Lean into this with me, because I watch conversations about this topic unfold in birth work communities constantly and the way it's discussed puts me deeply in my feelings. I want to start with the bottom line.
Bottom Line: “Safe, high-quality, respectful care through pregnancy, birth, and postpartum should be readily available and accessible to all families regardless of income, race, ethnicity, language, gender or sexuality.” Deep breath. “Unfortunately, this is not currently the case in our medical system.” Final sentence, now. “As a birth worker, I best serve parents and all those around me when I recognize this, learn more about this, and advocate for a better system."
It’s incredibly important to talk about injustices parents face when navigating the birth world, and not try to treat them all the same.
I always talk to my clients about their rights — like how they can ask someone in the birth room to leave or be replaced, from family to nurses to doctors. I learned to do this quickly because, sadly, I have heard insensitive and ignorant comments made in birth spaces, and I have had parents reach out to me to talk through a situation in which they felt they may not have been treated fairly by medical providers.
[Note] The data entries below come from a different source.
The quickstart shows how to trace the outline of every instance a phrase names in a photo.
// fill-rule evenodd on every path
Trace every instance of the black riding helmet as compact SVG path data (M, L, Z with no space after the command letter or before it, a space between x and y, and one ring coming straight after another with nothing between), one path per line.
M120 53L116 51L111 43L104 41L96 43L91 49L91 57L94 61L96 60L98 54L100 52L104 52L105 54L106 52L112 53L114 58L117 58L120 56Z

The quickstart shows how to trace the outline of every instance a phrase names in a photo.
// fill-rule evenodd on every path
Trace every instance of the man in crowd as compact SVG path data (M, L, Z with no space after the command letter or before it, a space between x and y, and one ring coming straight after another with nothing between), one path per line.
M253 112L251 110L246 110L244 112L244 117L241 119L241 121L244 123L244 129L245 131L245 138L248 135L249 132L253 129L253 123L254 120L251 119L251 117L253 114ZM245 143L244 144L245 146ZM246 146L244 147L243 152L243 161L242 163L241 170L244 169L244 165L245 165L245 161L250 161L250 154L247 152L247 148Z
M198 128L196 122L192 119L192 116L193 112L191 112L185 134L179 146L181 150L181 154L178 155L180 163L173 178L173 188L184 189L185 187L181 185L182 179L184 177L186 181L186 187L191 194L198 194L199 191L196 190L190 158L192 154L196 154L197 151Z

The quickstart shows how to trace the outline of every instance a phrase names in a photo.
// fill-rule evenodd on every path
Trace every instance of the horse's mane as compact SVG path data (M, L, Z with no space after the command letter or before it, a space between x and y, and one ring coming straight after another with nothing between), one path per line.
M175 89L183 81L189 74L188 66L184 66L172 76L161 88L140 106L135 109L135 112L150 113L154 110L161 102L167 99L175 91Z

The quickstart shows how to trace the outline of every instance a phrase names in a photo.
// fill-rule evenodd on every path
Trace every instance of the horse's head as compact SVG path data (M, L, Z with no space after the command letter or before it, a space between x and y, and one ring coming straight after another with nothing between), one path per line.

It is good to talk about these things. As their birth doula, parents know that I can’t change the system we are engaging with, but they also know that I can be their safe space when that system misses that mark, that I can be an advocate and buffer that tempers the effect of the system’s shortcomings, and that they will never be alone in it. That can make a world of a difference.
And what does it mean working with parents with more privilege? No one should feel ashamed for being able to navigate the world smoothly. Everyone should learn that having a kind of privilege reveals an opportunity. Privilege is a kind of currency! You can spend it on yourself, or you can share it. When it comes to financial privilege, I know birth workers who work with higher-paying clients, who go, “You know, I'm fine with making $X but I’m going to make my fee $Y and donate the difference to an organization that supports folks who can’t afford my services.”
I think that is beautiful! Everyone deserves the same safe, quality, respectful care! We should all look for ways we can help bear each other's burdens in getting there.
There are A TON of other deeply important spectrums that we navigate our pregnancy, birth, parenthood, and general life journeys within. Here are just a few:
Faith and spirituality,
weighing our decisions and practices according to these compasses
Culture,
identifying with various pieces of our biological or regional ancestries
Personality traits,
drawing upon our sense of ourselves as intuitive or sensing, feeling or thinking, introverted or extroverted, planners or changeable, or anything else to guide our birth preferences
I am so grateful for the folks in my life who have open-heartedly gotten to know me on all these different levels. The only way they could have shown me they cared is by putting in the work.
So that's what I strive to do with the folks I work with, and everyone else in my life too. Put in the work to show that I care.